In the wild Rainbow Cichlids eat algae of rocks, but in aquaria they will gladly eat any kind of food offered. I fed mine Spectrum, Tetra Cichlid Sticks, and HBH Graze. The Tetra Cichlid Sticks kept the females in very good breeding condition.


Rainbow Cichlids are super easy to breed. The fish are substrate spawners and will lay eggs on any solid surface in the tank. I like to use rocks and flower pots as breeding sites. When Rainbow Cichlids breed the fish turn jet black with a little bit of orange dorsally. This is awesome to see and as they start to change, exciting because you know they are going to breed.

The fish lay 150-500 eggs on a flat surface. The nest is usually well guarded by the parents. If you have these fish spawn in a community tank, I recommend pulling the eggs and artificially hatching them. These fish have trouble defending against larger, more aggressive fish.

The fry hatch in about 5 days, and are free swimming by 8-9. The fry are small but will gladly eat brine shrimp. Growth is relatively well paced. The fry grow up to about 1 inch in 2 months.

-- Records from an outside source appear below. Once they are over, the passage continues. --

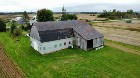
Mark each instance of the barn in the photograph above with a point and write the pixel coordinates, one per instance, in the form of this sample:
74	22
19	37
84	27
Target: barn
52	36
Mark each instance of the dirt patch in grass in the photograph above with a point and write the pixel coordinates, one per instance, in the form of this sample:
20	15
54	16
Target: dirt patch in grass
121	47
126	34
7	68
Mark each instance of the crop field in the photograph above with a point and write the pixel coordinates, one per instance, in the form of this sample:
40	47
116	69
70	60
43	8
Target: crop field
109	62
121	31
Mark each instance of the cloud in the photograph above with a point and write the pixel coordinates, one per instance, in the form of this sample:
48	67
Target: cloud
34	5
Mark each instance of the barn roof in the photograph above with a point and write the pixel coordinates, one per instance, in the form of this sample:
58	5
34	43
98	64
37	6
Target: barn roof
81	27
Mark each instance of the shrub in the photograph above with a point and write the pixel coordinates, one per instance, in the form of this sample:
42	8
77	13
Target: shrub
2	26
13	26
17	32
26	26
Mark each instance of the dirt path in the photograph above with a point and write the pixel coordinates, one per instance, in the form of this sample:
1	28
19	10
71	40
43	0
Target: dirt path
123	48
7	68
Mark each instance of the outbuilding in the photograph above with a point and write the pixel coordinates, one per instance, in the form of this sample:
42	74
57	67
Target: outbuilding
52	36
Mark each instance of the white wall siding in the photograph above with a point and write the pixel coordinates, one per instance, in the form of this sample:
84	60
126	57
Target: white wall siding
48	47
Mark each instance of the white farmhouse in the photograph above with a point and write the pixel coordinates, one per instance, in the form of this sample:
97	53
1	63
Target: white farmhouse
19	20
47	37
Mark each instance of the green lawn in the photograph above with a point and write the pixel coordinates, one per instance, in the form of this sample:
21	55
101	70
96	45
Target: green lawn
71	63
8	24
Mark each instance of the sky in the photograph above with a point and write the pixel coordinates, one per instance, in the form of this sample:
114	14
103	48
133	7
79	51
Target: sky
70	5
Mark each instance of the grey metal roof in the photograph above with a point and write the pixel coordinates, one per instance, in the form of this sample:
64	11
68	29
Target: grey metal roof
81	27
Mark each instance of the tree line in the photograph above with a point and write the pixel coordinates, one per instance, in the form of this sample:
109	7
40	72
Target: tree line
114	14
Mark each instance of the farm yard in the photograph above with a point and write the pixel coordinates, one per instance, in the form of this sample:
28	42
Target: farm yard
107	62
120	31
118	59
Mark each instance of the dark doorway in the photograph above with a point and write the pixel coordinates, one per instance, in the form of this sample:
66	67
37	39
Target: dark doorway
90	44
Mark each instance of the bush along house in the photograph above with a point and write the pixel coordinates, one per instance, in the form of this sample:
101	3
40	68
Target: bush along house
51	36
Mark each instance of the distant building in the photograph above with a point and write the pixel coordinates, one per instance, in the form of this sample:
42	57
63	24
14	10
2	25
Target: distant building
47	37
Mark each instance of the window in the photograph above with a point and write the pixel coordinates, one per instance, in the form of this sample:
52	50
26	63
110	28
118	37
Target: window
65	43
60	44
55	46
44	48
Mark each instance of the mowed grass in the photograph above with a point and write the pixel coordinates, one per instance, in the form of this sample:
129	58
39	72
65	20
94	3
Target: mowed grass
71	63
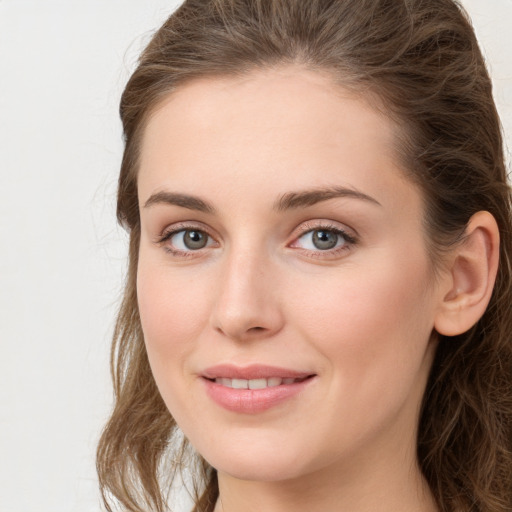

Rainbow Cichlids are great. I highly recommend them to the cichlid lover who has never tried them, but also to anyone who wants to try cichlids as they are a very nice and peaceful species to start with. This fish is occasionally found in shops and hobbyists. Although it is generally cheap, it tends to disappear from time to time. If you don't have much room and want a nice Central American, give these guys a try.